PUAL: A Classifier on Trifurcate Positive-Unlabeled Data
Xiaoke Wang, Xiaochen Yang, Rui Zhu, Jing-Hao Xue
TL;DR
This work tackles PU learning under trifurcate data where two positive subgroups lie on opposite sides of negatives. It introduces PUAL, a classifier with asymmetric loss on the labeled-positive and unlabeled data, further extended to non-linear boundaries via kernelization and ADMM-based optimization. The method demonstrates improved boundary fidelity and higher F1 performance over GLLC and other PU approaches on both synthetic trifurcate-like data and 16 real-world UCI datasets, with the kernelized version handling complex separations.
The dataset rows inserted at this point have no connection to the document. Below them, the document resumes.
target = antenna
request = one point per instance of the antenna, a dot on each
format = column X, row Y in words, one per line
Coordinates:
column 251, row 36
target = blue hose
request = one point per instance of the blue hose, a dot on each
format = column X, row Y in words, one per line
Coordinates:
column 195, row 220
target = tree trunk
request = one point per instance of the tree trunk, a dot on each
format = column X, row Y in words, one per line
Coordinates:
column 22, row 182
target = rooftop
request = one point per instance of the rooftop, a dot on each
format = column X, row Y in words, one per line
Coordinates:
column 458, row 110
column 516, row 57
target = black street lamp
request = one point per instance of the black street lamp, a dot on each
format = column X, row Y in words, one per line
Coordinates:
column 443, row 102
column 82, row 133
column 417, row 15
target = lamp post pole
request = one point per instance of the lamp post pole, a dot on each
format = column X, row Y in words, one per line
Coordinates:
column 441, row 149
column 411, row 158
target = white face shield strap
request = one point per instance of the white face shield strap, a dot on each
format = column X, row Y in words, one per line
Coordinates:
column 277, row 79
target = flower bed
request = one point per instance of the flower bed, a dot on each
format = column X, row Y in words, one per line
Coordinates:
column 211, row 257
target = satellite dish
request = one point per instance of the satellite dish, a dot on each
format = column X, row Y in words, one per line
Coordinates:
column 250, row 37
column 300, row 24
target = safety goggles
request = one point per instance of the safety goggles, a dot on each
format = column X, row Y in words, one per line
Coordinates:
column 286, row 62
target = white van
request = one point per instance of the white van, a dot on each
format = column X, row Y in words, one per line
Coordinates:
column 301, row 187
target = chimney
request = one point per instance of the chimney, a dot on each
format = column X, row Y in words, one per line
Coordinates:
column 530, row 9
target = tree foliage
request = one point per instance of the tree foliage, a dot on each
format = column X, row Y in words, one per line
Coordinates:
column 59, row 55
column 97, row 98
The results suggest PUAL’s practical value for PU tasks with multi-modal positive distributions, while future work may leverage L1 regularization to enhance sparsity and feature selection.
Abstract
Positive-unlabeled (PU) learning aims to train a classifier using the data containing only labeled-positive instances and unlabeled instances. However, existing PU learning methods are generally hard to achieve satisfactory performance on trifurcate data, where the positive instances distribute on both sides of the negative instances. To address this issue, firstly we propose a PU classifier with asymmetric loss (PUAL), by introducing a structure of asymmetric loss on positive instances into the objective function of the global and local learning classifier. Then we develop a kernel-based algorithm to enable PUAL to obtain non-linear decision boundary. We show that, through experiments on both simulated and real-world datasets, PUAL can achieve satisfactory classification on trifurcate data.